Department of Computer Engineering, Kerman Branch, Islamic Azad University, Kerman, Iran.
Department of Advanced Research, Bushehr University of Medical Sciences, Bushehr, Iran.
BMC Med Inform Decis Mak. 2024 Aug 5;24(1):220. doi: 10.1186/s12911-024-02613-0.
The accuracy of spelling in Electronic Health Records (EHRs) is a critical factor for efficient clinical care, research, and ensuring patient safety. The Persian language, with its abundant vocabulary and complex characteristics, poses unique challenges for real-word error correction. This research aimed to develop an innovative approach for detecting and correcting spelling errors in Persian clinical text.
Our strategy employs a state-of-the-art pre-trained model that has been meticulously fine-tuned specifically for the task of spelling correction in the Persian clinical domain. This model is complemented by an innovative orthographic similarity matching algorithm, PERTO, which uses visual similarity of characters for ranking correction candidates.
The evaluation of our approach demonstrated its robustness and precision in detecting and rectifying word errors in Persian clinical text. In terms of non-word error correction, our model achieved an F1-Score of 90.0% when the PERTO algorithm was employed. For real-word error detection, our model demonstrated its highest performance, achieving an F1-Score of 90.6%. Furthermore, the model reached its highest F1-Score of 91.5% for real-word error correction when the PERTO algorithm was employed.

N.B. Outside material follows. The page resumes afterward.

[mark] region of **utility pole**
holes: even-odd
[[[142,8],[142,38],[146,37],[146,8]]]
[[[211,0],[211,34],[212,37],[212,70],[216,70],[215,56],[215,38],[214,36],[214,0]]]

Despite certain limitations, our method represents a substantial advancement in the field of spelling error detection and correction for Persian clinical text. By effectively addressing the unique challenges posed by the Persian language, our approach paves the way for more accurate and efficient clinical documentation, contributing to improved patient care and safety. Future research could explore its use in other areas of the Persian medical domain, enhancing its impact and utility.
电子健康记录 (EHR) 中的拼写准确性对于高效的临床护理、研究和确保患者安全是一个关键因素。波斯语词汇丰富,语法复杂,这给实际单词纠错带来了独特的挑战。本研究旨在开发一种创新方法,用于检测和纠正波斯语临床文本中的拼写错误。

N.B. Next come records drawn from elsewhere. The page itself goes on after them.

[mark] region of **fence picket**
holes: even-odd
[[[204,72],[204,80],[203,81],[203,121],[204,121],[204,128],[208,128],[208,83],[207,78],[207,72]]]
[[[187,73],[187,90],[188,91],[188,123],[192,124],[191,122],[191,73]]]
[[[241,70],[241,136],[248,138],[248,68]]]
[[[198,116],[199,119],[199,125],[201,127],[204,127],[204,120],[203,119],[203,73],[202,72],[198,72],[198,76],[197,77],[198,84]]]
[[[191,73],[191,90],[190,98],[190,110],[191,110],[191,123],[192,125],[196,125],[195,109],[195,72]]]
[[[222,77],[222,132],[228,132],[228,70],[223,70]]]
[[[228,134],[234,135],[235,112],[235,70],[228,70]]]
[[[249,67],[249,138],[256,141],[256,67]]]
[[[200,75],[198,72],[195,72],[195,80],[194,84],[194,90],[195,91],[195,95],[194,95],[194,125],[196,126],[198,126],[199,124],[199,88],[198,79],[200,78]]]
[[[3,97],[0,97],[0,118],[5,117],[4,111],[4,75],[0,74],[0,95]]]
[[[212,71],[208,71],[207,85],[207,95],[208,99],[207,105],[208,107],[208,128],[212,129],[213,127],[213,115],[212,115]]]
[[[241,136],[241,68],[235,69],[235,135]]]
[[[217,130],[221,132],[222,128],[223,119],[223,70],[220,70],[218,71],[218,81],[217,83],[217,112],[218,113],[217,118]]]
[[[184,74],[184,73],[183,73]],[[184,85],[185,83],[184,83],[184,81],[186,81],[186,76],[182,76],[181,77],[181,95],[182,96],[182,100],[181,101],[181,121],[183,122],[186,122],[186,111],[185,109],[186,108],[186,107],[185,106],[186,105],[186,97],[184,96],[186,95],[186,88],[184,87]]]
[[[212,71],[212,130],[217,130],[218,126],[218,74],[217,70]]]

我们的策略采用了一种最先进的预训练模型,该模型经过精心微调,专门用于波斯语临床领域的拼写纠错任务。该模型辅以一种创新的正字法相似性匹配算法 PERTO,该算法使用字符的视觉相似性对校正候选词进行排名。
我们的方法评估表明,它在检测和纠正波斯语临床文本中的单词错误方面具有稳健性和精确性。在非单词错误校正方面,当使用 PERTO 算法时,我们的模型在 F1-分数方面达到了 90.0%。对于实际单词错误检测,我们的模型表现最佳,F1-分数达到了 90.6%。此外,当使用 PERTO 算法时,该模型在实际单词错误校正方面达到了最高的 F1-分数 91.5%。
尽管存在某些限制,但我们的方法代表了波斯语临床文本拼写错误检测和校正领域的重大进展。通过有效解决波斯语所带来的独特挑战,我们的方法为更准确、更高效的临床文档处理铺平了道路,有助于改善患者护理和安全。未来的研究可以探索其在波斯医学领域其他领域的应用,提高其影响力和实用性。